Dropping the last term (which is nonnegative), and using Fatou’s lemma as well as the weak convergence of \(u_{\varepsilon }\) to u in \(W^{1,q}_{0}(\Omega )\), and of \(M(x,T_{\frac{1}{\varepsilon }}(u_{\varepsilon }))\nabla T_{k+1}(u_{\varepsilon })\) to \(M(x,u)\nabla T_{k+1}(u)\) in \((L^{2}(\Omega ))^{N}\) for the first term, we obtain

$$\begin{aligned}&\int _{\Omega }M(x,u)\nabla u\cdot \nabla \phi \, \,e^{\frac{-\nu H_{0}(u)}{\alpha }}\,e^{\frac{\nu H_{1/j}(T_{j}(u))}{\alpha }}R_{k}(u) \nonumber \\&\qquad +\frac{\nu }{\alpha }\int _{\Omega }\frac{M(x,u)\nabla u\cdot \nabla T_{j}(u)}{(T_{j}(u)+1/j)^{\theta }(\rho +T_{j}(u))^{-\gamma }}\,e^{\frac{-\nu H_{0}(u)}{\alpha }}\,e^{\frac{\nu H_{1/j}(T_{j}(u))}{\alpha }}R_{k}(u)\phi \nonumber \\&\quad \ge \int _{\Omega } (\lambda u^{r}+f) \,e^{\frac{-\nu H_{0}(u)}{\alpha }}\,e^{\frac{\nu H_{1/j}(T_{j}(u))}{\alpha }}R_{k}(u)\phi \nonumber \\&\qquad +\int _{\Omega }\left[ \frac{\nu }{\alpha }\,\frac{M(x,u)\nabla u\cdot \nabla u}{u^{\theta }(\rho +u)^{-\gamma }}-b(x)\frac{ \vert \nabla u\vert ^{2}}{u^{\theta }}\right] \,e^{\frac{-\nu H_{0}(u)}{\alpha }}\,e^{\frac{\nu H_{1/j}(T_{j}(u))}{\alpha }}R_{k}(u)\phi .\nonumber \\ \end{aligned}$$
(5.23)

We conclude the proof, as in Lemma 5.4, letting first j tend to infinity, and then k tend to infinity. \(\square \)

5.4 Proof of Theorem 2.4

Lemma 4.6 asserts that the sequence \(u_{\varepsilon }\) is bounded in \(W^{1,\delta }_{0}(\Omega )\), and the sequence \(T_{k}(u_{\varepsilon })\) is bounded in \(H^{1}_{0}(\Omega )\) for every \(k>0\).
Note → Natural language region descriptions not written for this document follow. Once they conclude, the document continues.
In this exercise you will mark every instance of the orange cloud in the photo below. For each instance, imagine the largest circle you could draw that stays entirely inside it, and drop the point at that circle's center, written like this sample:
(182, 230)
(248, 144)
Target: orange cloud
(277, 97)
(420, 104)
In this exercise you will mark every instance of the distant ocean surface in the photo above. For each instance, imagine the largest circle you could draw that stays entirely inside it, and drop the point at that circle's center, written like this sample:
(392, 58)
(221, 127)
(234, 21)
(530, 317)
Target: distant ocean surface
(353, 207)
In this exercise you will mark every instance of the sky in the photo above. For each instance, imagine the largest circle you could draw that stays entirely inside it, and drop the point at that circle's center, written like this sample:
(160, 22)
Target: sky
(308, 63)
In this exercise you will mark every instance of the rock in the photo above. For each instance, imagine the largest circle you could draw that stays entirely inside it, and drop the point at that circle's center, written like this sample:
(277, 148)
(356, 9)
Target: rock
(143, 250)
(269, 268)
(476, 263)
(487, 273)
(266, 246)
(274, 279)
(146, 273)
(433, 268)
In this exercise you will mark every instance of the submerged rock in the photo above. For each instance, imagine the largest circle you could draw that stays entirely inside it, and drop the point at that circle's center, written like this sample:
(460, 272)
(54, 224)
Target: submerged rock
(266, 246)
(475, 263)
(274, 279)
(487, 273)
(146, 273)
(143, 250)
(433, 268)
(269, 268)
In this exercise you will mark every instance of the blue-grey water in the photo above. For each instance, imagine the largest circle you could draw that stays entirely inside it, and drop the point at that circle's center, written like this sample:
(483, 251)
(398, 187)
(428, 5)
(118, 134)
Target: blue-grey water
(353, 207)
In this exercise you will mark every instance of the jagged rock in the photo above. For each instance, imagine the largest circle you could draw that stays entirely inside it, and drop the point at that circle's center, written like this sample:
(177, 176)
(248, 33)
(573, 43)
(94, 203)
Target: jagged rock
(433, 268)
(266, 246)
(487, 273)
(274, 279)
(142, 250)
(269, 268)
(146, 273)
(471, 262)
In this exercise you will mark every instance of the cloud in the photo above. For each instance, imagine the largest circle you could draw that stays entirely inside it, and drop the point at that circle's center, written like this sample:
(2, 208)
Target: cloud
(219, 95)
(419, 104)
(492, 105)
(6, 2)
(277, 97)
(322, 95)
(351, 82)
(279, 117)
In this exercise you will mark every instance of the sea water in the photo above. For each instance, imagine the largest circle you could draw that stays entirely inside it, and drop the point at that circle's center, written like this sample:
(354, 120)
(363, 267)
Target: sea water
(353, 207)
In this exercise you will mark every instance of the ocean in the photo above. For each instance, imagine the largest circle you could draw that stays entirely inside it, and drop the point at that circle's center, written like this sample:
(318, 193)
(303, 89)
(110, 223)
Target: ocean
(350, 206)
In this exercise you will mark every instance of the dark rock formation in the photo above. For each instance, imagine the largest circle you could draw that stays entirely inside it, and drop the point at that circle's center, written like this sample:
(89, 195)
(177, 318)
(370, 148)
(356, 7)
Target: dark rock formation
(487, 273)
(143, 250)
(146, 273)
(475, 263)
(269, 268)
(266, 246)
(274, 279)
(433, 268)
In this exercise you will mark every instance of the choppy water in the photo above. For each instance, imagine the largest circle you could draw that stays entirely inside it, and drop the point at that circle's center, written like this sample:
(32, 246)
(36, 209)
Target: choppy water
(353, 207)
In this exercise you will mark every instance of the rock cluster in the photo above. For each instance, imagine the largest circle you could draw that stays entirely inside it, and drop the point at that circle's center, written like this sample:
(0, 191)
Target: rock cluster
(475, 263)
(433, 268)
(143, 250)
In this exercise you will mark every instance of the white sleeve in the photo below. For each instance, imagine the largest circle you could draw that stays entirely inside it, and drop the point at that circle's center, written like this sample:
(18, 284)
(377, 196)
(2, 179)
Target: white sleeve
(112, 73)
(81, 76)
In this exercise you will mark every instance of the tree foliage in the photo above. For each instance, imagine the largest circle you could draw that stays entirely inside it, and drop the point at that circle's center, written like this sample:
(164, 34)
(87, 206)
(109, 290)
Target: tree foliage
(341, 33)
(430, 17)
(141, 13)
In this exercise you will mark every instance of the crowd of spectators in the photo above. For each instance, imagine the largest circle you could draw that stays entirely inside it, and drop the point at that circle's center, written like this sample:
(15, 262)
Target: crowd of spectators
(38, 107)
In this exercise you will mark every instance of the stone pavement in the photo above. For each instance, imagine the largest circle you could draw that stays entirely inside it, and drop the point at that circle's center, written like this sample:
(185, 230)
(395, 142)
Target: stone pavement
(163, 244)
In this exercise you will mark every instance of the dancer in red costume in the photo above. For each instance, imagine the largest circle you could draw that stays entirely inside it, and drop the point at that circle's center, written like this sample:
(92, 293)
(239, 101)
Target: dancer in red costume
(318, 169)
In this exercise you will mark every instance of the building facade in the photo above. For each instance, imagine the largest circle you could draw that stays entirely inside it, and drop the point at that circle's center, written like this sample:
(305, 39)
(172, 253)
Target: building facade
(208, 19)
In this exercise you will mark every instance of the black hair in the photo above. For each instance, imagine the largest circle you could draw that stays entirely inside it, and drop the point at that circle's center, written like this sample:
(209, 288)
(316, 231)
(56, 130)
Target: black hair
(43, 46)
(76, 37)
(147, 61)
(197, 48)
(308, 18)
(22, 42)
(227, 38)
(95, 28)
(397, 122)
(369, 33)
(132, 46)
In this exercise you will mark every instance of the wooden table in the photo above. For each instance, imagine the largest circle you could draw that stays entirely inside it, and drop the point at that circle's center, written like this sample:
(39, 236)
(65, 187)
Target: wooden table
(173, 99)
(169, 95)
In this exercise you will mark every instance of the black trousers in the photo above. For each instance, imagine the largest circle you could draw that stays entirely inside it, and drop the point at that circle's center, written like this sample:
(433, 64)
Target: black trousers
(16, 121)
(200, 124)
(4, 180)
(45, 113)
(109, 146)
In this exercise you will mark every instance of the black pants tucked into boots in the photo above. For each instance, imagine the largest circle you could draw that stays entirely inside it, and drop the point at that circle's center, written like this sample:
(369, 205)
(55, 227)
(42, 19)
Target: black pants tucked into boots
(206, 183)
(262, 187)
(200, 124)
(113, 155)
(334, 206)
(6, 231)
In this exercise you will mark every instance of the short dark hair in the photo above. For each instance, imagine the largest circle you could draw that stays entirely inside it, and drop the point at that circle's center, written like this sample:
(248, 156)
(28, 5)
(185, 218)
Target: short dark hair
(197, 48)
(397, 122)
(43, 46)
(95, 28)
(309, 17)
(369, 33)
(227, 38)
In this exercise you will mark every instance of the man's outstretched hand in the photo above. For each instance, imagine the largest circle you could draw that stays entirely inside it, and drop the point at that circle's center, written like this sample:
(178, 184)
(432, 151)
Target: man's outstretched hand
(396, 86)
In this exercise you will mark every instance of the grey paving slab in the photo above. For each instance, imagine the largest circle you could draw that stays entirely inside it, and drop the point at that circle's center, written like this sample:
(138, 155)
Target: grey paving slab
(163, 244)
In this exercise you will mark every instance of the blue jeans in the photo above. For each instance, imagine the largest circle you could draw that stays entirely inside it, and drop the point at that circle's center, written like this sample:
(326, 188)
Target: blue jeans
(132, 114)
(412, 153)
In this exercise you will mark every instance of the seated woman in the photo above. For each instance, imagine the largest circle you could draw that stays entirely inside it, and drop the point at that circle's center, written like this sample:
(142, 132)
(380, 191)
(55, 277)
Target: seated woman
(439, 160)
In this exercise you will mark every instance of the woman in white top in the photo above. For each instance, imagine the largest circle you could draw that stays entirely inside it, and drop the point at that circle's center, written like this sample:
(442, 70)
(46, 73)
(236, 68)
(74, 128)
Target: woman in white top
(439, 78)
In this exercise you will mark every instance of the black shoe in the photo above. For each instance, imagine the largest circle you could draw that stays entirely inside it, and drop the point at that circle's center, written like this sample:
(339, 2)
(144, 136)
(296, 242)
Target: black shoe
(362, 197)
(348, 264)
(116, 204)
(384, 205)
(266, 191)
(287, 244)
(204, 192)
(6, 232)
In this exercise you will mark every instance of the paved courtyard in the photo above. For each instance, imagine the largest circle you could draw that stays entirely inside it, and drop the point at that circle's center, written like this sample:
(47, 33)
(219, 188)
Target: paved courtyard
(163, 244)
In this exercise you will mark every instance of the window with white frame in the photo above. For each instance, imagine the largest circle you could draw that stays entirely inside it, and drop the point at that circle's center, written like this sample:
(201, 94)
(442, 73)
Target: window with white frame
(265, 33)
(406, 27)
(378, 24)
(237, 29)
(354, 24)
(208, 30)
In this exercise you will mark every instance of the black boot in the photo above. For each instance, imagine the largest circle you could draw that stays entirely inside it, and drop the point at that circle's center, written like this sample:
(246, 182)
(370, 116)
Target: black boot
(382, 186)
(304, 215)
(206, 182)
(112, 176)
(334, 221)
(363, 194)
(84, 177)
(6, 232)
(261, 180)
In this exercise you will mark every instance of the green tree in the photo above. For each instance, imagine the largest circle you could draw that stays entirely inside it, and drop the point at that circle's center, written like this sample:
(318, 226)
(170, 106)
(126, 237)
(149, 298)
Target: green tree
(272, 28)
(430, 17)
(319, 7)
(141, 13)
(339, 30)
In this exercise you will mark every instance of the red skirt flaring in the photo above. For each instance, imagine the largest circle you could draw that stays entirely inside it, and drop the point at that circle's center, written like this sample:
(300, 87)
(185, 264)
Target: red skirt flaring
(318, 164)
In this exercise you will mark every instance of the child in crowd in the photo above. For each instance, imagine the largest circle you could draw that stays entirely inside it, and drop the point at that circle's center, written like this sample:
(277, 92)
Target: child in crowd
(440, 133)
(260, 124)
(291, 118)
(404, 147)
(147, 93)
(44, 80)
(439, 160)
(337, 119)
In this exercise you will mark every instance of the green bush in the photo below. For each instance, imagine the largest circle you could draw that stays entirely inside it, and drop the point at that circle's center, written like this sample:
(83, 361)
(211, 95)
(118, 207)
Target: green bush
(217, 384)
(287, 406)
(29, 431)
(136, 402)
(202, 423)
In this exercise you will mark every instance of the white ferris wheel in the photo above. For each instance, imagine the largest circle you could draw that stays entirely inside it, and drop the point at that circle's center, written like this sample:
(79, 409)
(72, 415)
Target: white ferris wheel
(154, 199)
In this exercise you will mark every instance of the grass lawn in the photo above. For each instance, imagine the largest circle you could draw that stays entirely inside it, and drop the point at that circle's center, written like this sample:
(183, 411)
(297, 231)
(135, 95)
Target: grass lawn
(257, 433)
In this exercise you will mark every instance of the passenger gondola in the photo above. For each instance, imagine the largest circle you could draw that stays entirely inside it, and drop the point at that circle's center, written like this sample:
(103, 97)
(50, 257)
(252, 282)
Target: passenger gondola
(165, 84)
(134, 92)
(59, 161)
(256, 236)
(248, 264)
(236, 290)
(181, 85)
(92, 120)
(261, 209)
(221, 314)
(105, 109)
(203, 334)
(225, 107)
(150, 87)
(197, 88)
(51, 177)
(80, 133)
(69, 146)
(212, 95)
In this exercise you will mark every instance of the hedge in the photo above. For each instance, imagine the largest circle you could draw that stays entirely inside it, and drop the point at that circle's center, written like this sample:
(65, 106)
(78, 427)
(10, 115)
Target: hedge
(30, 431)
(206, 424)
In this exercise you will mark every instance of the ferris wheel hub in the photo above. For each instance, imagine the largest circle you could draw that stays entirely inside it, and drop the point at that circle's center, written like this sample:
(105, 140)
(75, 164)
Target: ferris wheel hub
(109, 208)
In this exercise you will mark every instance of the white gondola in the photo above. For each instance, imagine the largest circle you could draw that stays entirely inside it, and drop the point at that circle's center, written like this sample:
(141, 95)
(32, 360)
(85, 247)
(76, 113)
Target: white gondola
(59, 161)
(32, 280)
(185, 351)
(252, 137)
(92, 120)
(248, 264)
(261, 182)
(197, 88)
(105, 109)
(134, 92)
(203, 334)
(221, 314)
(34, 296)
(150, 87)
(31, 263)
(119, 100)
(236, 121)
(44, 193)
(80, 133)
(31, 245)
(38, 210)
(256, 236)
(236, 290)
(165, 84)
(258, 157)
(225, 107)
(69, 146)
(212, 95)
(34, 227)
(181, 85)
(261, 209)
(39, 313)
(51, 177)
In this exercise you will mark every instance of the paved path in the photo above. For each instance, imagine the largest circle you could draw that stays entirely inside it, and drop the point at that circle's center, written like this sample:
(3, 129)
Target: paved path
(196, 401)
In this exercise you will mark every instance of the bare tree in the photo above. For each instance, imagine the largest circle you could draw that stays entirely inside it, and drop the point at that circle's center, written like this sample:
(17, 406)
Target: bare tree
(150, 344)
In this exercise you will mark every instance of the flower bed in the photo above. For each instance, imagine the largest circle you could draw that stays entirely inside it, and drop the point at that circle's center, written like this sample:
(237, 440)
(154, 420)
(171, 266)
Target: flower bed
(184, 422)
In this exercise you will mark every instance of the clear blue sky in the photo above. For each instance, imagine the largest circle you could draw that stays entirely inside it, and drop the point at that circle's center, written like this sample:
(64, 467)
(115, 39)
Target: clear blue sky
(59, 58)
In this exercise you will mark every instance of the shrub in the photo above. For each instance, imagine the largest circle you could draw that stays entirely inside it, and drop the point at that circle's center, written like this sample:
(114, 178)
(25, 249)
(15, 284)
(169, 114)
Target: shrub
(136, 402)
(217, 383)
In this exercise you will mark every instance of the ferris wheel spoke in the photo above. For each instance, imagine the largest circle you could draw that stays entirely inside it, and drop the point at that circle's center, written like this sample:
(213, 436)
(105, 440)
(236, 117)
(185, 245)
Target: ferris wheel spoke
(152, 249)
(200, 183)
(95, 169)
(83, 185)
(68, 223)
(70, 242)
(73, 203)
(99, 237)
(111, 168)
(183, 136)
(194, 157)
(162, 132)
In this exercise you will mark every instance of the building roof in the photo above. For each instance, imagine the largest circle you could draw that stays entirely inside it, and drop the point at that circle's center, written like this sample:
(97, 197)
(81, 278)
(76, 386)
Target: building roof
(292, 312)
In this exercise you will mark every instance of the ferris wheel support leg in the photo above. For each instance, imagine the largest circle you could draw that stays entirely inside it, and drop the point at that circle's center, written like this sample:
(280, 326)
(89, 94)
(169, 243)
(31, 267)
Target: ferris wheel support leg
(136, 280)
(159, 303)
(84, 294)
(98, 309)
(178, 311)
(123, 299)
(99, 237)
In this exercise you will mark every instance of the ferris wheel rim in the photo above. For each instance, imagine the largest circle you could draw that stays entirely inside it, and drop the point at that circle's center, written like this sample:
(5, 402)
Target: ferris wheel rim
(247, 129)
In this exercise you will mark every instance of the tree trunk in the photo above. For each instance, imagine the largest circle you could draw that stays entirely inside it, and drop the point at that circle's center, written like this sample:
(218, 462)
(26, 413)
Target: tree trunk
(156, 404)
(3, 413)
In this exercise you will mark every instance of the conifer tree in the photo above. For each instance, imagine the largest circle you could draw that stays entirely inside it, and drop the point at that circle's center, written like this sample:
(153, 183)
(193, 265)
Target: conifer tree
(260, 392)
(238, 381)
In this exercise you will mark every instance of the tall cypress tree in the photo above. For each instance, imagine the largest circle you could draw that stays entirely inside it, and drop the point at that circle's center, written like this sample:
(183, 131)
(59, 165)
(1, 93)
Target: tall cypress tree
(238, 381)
Therefore, there exists a function u belonging to \(W^{1,\delta }_{0}(\Omega )\) such that, up to subsequences, \(u_{\varepsilon }\) converges weakly in \(W^{1,\delta }_{0}(\Omega )\), and almost everywhere in \(\Omega \) to u, and \(T_{k}(u_{\varepsilon })\) weakly converges in \(H^{1}_{0}(\Omega )\), and almost every in \(\Omega \) to \(T_{k}(u)\) for every \(k>0\). Furthermore, by the same technique used in the proof of Lemma 5.1, we have \(\nabla u_{\varepsilon }\) converges almost everywhere in \(\Omega \) to \(\nabla u\). The technique used in the proof of Lemma 5.2 can be still applied, yielding that \(u>0\) in \(\Omega \). By the Corollary 5.3, we have \(\frac{\vert \nabla u\vert ^{2}}{u^{\theta }}\in L^{1}(\Omega )\). Since \(T_{k}(u_{\varepsilon })\) weakly converges in \(H^{1}_{0}(\Omega )\), almost everywhere in \(\Omega \) to \(T_{k}(u)\), and \(u_{\varepsilon }\) strongly converges to u in \(L^{r}(\Omega )\) (due to the fact that the sequence \(u_{\varepsilon }\) is bounded in \(W^{1,\delta }_{0}(\Omega )\) and \(r<2-\theta <\delta \)) then, we can pass to the limit in (3.2) exactly as in the proof of Theorem 2.3 to conclude that u is a distributional solution of the problem (1.1).